Python Client

The Python client encapsulates the Hub API and use of Hazy Synthesisers behind Python classes. The minimum version of Python recommended for use of the client library is 3.6.10.

Version: 0.3.5

hazy_client.configurator module

class hazy_client.configurator.HazyConfigurator

Bases: object

check_dtypes(table, df)

Check dtypes by trying to cast each column of the table to the configured dtype

composite_keys()
classmethod create_template(input_data_path, output_config_file)
custom_handlers()

Returns handlers grouped by table and type

dtypes()

Returns dict of dicts that can be passed as the dtypes param to train() on the synth

evaluation_exclude_columns()

Returns list that can be passed as the evaluation_exclude_columns param to train() on the synth

foreign_keys()
load(table, config_file)

Expects tab-delimited files

multi_table_config()
primary_keys()
single_table_handlers(table)
hazy_client.configurator.age_handler(data)
hazy_client.configurator.date_handler(data)
hazy_client.configurator.id_handler(data, target_key='target')
hazy_client.configurator.interleave(a, b)
hazy_client.configurator.location_handler(data)
hazy_client.configurator.parse_formula(formula)
hazy_client.configurator.person_handler(data)
hazy_client.configurator.rule_handler(target, rule)

hazy_client.hub module

class hazy_client.hub.HazyGenerator(gen_uri, host, api_key)

Bases: object

Mediates interaction with generators on the hub.

Parameters
  • gen_uri (str) – Uniform Resource Identifier for generator. This is the name of the organisation and the name of the generator separated by a forward slash

  • host (str) – URL of Hazy hub host

  • api_key (str) – Personal API key (can be found on the dashboard page after logging into the hub)

host

API host address

Type

str

gen_uri

Uniform Resource Identifier for generator. This is the name of the organisation and the name of the generator separated by a forward slash.

Type

str

auth

API authentication details

Type

dict

latest_model(work_dir, query=None, model_file=None)
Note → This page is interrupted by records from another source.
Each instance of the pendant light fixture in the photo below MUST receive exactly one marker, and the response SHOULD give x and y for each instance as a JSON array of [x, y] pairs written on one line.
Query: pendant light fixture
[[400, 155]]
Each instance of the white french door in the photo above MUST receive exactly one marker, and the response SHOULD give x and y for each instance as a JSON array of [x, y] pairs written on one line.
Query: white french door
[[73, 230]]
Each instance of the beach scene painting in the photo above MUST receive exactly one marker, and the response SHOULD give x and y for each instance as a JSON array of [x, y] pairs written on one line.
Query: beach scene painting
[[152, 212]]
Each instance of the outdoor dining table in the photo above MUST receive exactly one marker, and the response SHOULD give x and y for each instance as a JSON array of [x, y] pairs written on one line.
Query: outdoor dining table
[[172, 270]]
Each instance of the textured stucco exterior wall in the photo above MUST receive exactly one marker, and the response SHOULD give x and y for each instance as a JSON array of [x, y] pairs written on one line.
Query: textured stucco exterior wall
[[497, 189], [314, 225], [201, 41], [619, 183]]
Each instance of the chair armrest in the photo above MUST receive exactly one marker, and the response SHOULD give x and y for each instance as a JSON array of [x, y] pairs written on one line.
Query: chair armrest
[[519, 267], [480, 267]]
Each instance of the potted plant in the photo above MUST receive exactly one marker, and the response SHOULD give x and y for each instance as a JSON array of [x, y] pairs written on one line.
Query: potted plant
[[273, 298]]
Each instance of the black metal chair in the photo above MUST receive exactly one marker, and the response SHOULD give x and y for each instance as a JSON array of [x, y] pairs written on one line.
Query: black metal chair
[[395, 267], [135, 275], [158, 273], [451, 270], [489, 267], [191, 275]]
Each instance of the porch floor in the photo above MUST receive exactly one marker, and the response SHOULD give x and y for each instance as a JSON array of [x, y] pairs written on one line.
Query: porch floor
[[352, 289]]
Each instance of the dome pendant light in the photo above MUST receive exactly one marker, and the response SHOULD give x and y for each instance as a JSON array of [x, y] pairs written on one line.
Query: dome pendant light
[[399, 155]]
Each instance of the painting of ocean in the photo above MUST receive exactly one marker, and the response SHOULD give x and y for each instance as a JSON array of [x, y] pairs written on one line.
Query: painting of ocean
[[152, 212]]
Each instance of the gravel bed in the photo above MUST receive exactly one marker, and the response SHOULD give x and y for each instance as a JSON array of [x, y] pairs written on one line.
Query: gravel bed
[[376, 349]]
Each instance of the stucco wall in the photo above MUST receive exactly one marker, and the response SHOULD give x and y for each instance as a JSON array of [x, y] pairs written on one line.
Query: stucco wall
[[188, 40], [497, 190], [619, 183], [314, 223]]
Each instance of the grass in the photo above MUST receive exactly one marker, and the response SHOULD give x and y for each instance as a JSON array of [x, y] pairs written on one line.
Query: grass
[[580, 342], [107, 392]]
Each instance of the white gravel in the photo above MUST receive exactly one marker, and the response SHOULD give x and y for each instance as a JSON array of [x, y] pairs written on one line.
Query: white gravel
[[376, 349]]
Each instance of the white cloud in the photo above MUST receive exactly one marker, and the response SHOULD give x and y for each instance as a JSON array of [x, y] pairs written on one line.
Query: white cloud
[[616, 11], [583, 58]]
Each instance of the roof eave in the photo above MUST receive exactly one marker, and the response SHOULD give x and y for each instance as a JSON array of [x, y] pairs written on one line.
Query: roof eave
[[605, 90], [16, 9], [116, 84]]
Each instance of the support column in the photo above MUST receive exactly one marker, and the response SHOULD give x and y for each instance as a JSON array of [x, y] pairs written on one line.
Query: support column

Downloads the latest model that meets the query criteria.

Parameters
  • work_dir (pathlib.PosixPath) – Path to working directory

  • model_file (str) – Name of model file to be stored locally. If none is given then model will be downloaded with ‘model_{timestamp}.hmf’ as it’s name

  • query (dict) – Dict containing optional keys (‘epsilon’,’similarity’,’utility’) and value is a number, None or dict with required keys ‘comparison’ and ‘value’, where ‘value’ is a number and ‘comparison’ is one of =,<,>,<=,>=.

Returns

Hazy model object

Return type

hazy_client.synth.HazyModel

model(work_dir, model_id, model_file=None)

Downloads a model using it’s model ID.

Parameters
  • work_dir (pathlib.PosixPath) – Path to working directory

  • model_id (str) – Model ID as shown when listing the versions or models of a generator

  • model_file (str) – Name of model file to be stored locally. If none is given then model will be downloaded with ‘model_{timestamp}.hmf’ as it’s name

Returns

Hazy model object

Return type

hazy_client.synth.HazyModel

query_models(version=None, query={})

Returns meta data on a model that matches the query in a given generator version. If no generator version is provided then the latest generator version will be searched. If no query is provided then meta data on the best performing model (based on similarity and utility) will be returned.

Parameters
  • version (str) – Generator version

  • query (dict) – Dictionary containing parameter and value (i.e. {‘epsilon’: 0.01})

Returns

Dictionary containing meta data on the model that matches the query

Return type

dict

versions()

Shows the available generator versions and their corresponding models.

Returns

DataFrame containing all verisons of a generator and the models within them

Return type

DataFrame

class hazy_client.hub.HazyHub(host, api_key)

Bases: object

Encapsulates Hazy Hub API.

Parameters
  • host (str) – URL of Hazy hub host

  • api_key (str) – Personal API key (can be found on the dashboard page after logging into the hub)

host

URL of Hazy hub host

Type

str

auth

API authentication details

Type

dict

create_version(gen_uri, model_list=[], activate=True)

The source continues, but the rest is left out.